I first met Colm through his writing. I thought Brooklyn was a terrific and heartbreaking novel. I picked it for the Observer's best books list a year ago in the UK because it reminded me that the most ambitious landscape, finally, is the human heart. I tend to like flashier writers and landscape description, stylists such as Cormac McCarthy or Annie Proulx, but Brooklyn hooked me. The main character is so conflicted in the end, with impossible and non-choices, as in the best Greek tragedy. She's lost the old world and the new. Great stuff.

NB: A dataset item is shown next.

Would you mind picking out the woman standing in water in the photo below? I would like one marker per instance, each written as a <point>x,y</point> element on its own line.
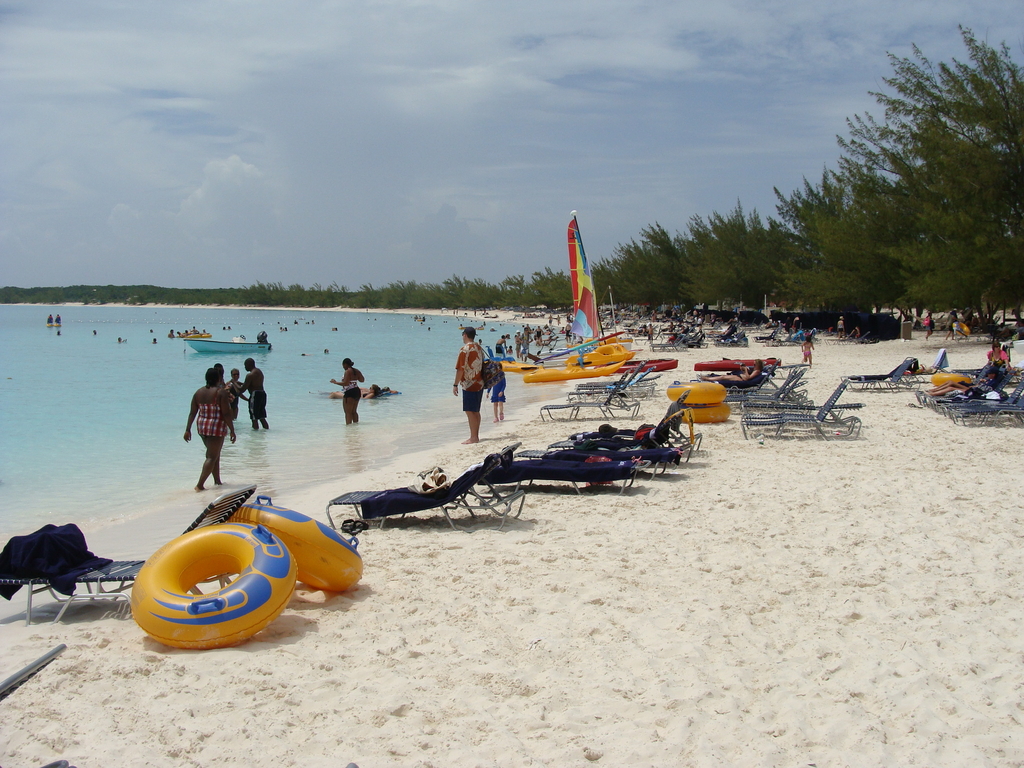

Then I met Colm in Sydney and couldn't believe how approachable and friendly he was. I saw him on a panel and he had the most wonderful sense of humor. He's so brilliant, he no longer has to act smart. He just enjoyed himself on stage and made us all laugh.
The generosity extends off the stage, also. He invited me and my wife to stay at his house in Ireland for a week in August, and we had the best time. We took long walks along the ocean and read books, and I got to read an early review copy of his new story collection, The Empty Family. In that book, he evokes such a powerful sense of longing for place, of wanting to be back in a place that feels like home, and as I read, I was sitting in his home, looking out at the view that he describes in the title story, a view past gently rolling hills to the sea and lighthouse. That was quite a moment, feeling that connected to a story, but I think any reader will feel welcomed by Colm's writing and will be brought close.